クレアは前日作った『変質薬』を一気に呷る。舌から喉にかけて張り付くような苦味を感じた直後、眼球が焼け付くように痛む。それと同時に全身――頭から毛先、眼球、胸、腹、足まで全てを針で刺されたかのような痛みのせいで床にうずくまってしまう。指の一本すらも満足に動かすことが出来なかった。
どれほど苦しんだのだろうか。永遠に続くとすら思える苦痛はいつの間にか収まり、身体からは先程までの事が無かったかのように痛みが抜けていた。

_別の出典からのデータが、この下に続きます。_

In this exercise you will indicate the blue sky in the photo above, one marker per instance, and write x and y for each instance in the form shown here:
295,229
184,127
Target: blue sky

立ち上がって薬の効果を見ようと鏡を見つめると、思わず息を呑む。そこにあったのは懐かしい色だった。
肩より少し上辺りまで切られた髪の毛は今までの白銀の色とは真逆の漆黒の髪。そして瞳も彼女の姉と同じ若々しい樹木の色……翠色へと変化していた。それだけではない。クレアは元々つり目気味の奥二重だったが、今は丸目気味の優し気の漂う一重になり、これではまるで――――。
「姉、様……?」
出た声が予想以上に低くなっていたことに対しても驚くが、それよりも瞳だ。自身の瞳を鏡越しに見つめ一瞬思わず姉を思い出すが、鏡の中の自分も同じ様に手を伸ばしているのが目に入って、正気に戻る。先程までの幻想を振り払う。姉はもうここにはいないのだ。そんなこと分かっている筈なのに、同じ色を久しぶりに見ただけで動揺してしまった。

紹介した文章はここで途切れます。